A cuarenta años de la guerra de Malvinas el país está malvinizado: nadie se ha olvidado del reclamo, ni de los muertos, ni de los veteranos. ¿Qué es entonces esta alegada necesidad de remalvinización? Sencillo: la autopostulación de algunos actores políticos y sociales como custodios de la verdad y garantes de un argentinómetro a partir del cual medir el patriotismo y el compromiso de los demás. La búsqueda de una patente para ocupar espacios de poder en el Estado y desde allí condicionar y dirigir políticas. Un púlpito desde el cual predicar una religión nacional.
Si hay malvinizadores y desmalvinizadores, recibir uno u otro calificativo instala una peligrosa y excluyente división, sobre todo en el actual clima de intolerancia, la folklórica y funcional grieta para la que Malvinas tiene un enorme potencial polarizador. Una causa nacional, en un país en crisis y carente de referentes, refuerza los esencialismos. Por ejemplo, el hecho de que para algunos recuperar las islas funciona como el paso previo necesario para recuperar el país: una esencialización del territorio y del pasado que crea la ilusión de una “Argentina histórica” que puede ser reconstruida. Pero si esto fuera así, ¿para qué pensar una nueva? No obstante, malvinizar es un verbo que implica una acción, orientada por una idea de nación y de sociedad. ¿Qué Malvinas, para qué Argentina?

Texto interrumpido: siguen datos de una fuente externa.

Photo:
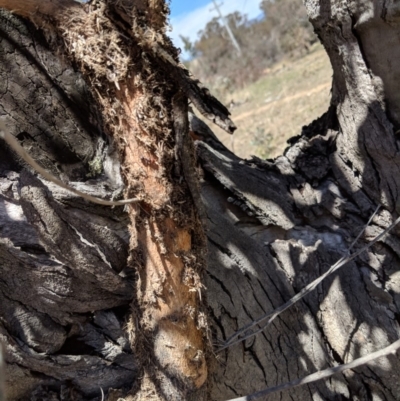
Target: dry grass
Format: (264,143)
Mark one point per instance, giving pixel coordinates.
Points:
(290,95)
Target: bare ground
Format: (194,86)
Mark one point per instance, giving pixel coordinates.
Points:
(273,109)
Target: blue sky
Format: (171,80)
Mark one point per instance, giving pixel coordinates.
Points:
(179,7)
(190,16)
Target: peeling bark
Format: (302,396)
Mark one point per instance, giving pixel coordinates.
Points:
(93,297)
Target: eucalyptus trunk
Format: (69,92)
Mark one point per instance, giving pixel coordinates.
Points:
(124,299)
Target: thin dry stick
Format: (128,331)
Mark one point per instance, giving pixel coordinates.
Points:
(21,152)
(323,374)
(306,290)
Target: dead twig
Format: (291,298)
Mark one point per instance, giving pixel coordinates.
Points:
(235,338)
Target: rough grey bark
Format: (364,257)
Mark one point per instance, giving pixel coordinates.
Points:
(274,226)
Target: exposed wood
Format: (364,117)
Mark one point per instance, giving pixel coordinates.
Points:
(69,302)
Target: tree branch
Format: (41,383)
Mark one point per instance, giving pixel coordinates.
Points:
(323,374)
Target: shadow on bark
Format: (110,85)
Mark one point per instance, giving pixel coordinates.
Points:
(274,226)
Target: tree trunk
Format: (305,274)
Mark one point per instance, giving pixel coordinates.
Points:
(76,317)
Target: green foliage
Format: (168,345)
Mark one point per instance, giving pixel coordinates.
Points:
(285,31)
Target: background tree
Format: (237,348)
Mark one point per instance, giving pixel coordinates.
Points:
(273,226)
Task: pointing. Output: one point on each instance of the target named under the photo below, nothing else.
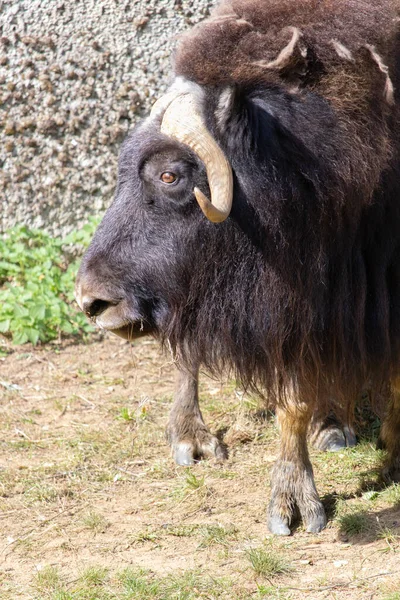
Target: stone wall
(75, 75)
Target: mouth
(132, 331)
(120, 324)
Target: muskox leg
(390, 434)
(292, 479)
(330, 434)
(187, 433)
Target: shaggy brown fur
(242, 39)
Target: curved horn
(183, 122)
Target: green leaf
(4, 326)
(38, 312)
(33, 336)
(20, 311)
(20, 338)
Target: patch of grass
(125, 414)
(37, 275)
(217, 534)
(95, 521)
(94, 576)
(48, 580)
(387, 534)
(391, 494)
(352, 520)
(270, 592)
(192, 482)
(148, 535)
(40, 492)
(139, 584)
(267, 562)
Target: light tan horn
(183, 122)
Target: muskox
(256, 222)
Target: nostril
(94, 308)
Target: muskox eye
(168, 177)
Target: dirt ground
(87, 481)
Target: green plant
(37, 274)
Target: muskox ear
(297, 62)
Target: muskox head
(174, 183)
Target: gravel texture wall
(75, 75)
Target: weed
(391, 494)
(147, 535)
(48, 580)
(94, 521)
(192, 482)
(182, 530)
(93, 576)
(267, 562)
(217, 534)
(126, 415)
(385, 533)
(41, 493)
(352, 520)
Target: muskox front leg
(292, 479)
(187, 433)
(390, 434)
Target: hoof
(183, 454)
(278, 526)
(350, 436)
(317, 523)
(187, 453)
(334, 439)
(391, 474)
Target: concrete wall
(75, 75)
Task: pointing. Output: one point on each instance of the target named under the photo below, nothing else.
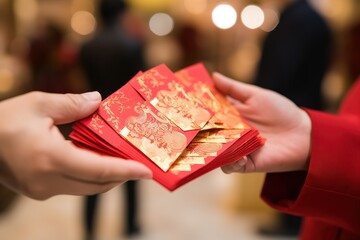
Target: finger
(65, 108)
(238, 166)
(63, 185)
(92, 167)
(237, 90)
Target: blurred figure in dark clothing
(296, 55)
(295, 58)
(110, 59)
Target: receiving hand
(286, 127)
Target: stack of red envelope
(177, 124)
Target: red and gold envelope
(177, 124)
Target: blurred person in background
(295, 57)
(109, 60)
(52, 60)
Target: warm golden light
(224, 16)
(83, 22)
(161, 24)
(252, 16)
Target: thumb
(65, 108)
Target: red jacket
(328, 194)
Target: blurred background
(40, 41)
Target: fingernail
(242, 162)
(92, 96)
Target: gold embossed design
(97, 123)
(120, 100)
(202, 149)
(150, 80)
(154, 135)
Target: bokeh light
(83, 22)
(161, 24)
(224, 16)
(252, 16)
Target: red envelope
(140, 122)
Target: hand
(35, 158)
(286, 127)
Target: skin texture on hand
(37, 161)
(286, 128)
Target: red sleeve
(330, 189)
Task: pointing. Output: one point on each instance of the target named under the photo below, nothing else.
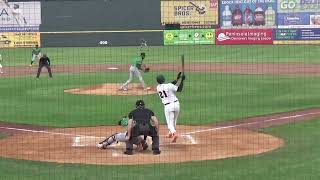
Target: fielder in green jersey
(135, 70)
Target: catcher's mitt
(147, 69)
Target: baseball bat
(182, 63)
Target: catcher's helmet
(160, 79)
(140, 103)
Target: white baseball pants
(171, 111)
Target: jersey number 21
(162, 94)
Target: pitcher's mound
(112, 90)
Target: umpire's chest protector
(141, 117)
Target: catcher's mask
(160, 79)
(140, 104)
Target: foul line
(46, 132)
(256, 122)
(188, 135)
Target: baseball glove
(147, 69)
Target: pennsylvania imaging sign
(298, 13)
(244, 36)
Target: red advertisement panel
(244, 36)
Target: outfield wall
(159, 22)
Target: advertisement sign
(19, 39)
(297, 36)
(20, 14)
(248, 14)
(244, 36)
(190, 13)
(298, 13)
(188, 36)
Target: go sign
(288, 4)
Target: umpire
(142, 121)
(44, 61)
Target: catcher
(121, 137)
(134, 70)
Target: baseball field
(247, 112)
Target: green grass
(3, 135)
(207, 98)
(170, 54)
(298, 159)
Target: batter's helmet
(160, 79)
(140, 103)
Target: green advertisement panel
(189, 36)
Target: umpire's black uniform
(141, 117)
(44, 61)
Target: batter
(166, 92)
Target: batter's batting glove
(146, 69)
(183, 77)
(179, 75)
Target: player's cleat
(174, 137)
(128, 152)
(156, 152)
(169, 135)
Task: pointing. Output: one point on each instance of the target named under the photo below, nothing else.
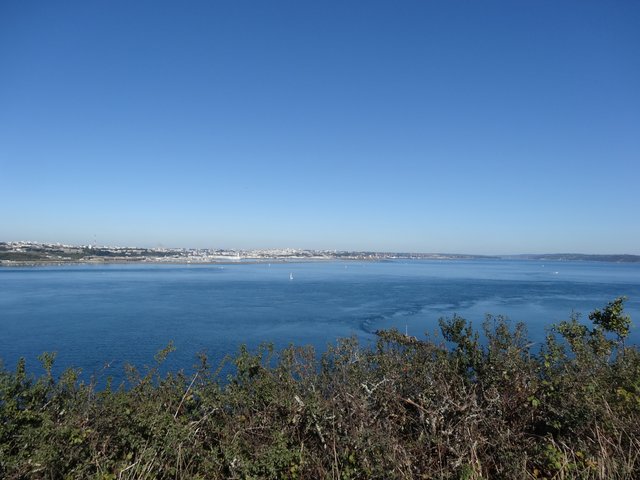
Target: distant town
(37, 253)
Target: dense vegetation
(469, 404)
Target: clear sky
(429, 126)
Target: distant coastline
(26, 253)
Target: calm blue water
(97, 315)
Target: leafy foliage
(473, 404)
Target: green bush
(471, 404)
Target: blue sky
(431, 126)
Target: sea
(100, 317)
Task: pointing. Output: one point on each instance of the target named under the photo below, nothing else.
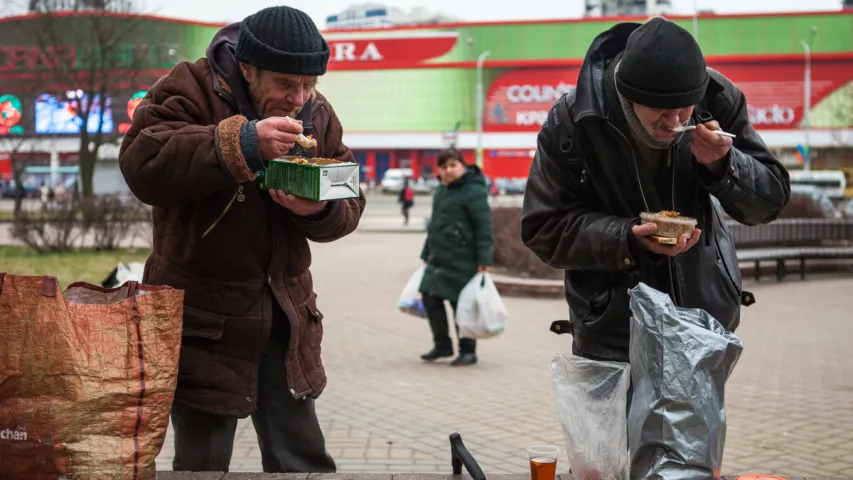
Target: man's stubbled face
(658, 122)
(277, 94)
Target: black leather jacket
(585, 191)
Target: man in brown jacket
(252, 330)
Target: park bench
(793, 239)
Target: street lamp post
(480, 107)
(696, 19)
(807, 97)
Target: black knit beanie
(284, 40)
(662, 67)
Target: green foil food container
(320, 179)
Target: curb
(389, 230)
(528, 287)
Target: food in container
(307, 142)
(670, 226)
(315, 179)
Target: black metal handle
(461, 456)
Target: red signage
(519, 100)
(5, 166)
(382, 51)
(775, 92)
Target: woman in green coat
(459, 243)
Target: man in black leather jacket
(607, 153)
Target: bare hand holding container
(670, 226)
(543, 462)
(315, 179)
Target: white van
(832, 182)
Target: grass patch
(76, 266)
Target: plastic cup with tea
(543, 462)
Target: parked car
(848, 209)
(809, 201)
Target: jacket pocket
(605, 310)
(727, 258)
(202, 324)
(313, 332)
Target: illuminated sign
(380, 50)
(10, 115)
(520, 99)
(54, 116)
(134, 101)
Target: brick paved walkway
(790, 408)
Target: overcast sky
(467, 10)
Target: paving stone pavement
(790, 399)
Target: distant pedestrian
(459, 244)
(407, 199)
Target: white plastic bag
(410, 300)
(592, 404)
(480, 312)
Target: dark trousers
(289, 434)
(440, 331)
(405, 210)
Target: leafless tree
(16, 147)
(95, 55)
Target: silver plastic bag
(680, 361)
(591, 405)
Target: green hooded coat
(459, 236)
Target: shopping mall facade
(402, 94)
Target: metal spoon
(684, 128)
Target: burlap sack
(87, 378)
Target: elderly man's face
(658, 122)
(277, 94)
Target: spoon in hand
(684, 128)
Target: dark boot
(464, 359)
(435, 354)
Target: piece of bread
(306, 142)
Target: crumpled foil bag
(591, 405)
(87, 378)
(680, 361)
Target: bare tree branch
(107, 62)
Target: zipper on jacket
(636, 164)
(239, 197)
(676, 292)
(670, 159)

La advertencia temprana de Alain Rouquié a Osvaldo Soriano ya es irrelevante: los militares no son una amenaza. Pero sigue vigente en cuanto a una matriz de pensamiento nacionalista y excluyente que llevó no solo a la guerra en 1982, sino que había alimentado la matanza interna previa. A cuarenta años de la Guerra de Malvinas, un país que hizo de la memoria y la justicia los ejes de la reconstrucción democrática debería estar atento a los peligros de discursos esencialistas y estigmatizadores que construyen una idea de pertenencia basada no en la apropiación crítica del pasado, sino en la obligatoriedad de un dogma de la argentinidad, del que no es posible apartarse so pena de sanción. Nada hay más colonial que imponerle el pensamiento propio a otro.
Lamentablemente, con el paso del tiempo el incipiente proceso de introspección moral y autocrítica social y política que fue visible en la inmediata posguerra fue desplazado por los relatos simplistas y maniqueos que no permiten la reflexión sobre cómo seguir adelante en la reivindicación de la soberanía argentina sobre las islas.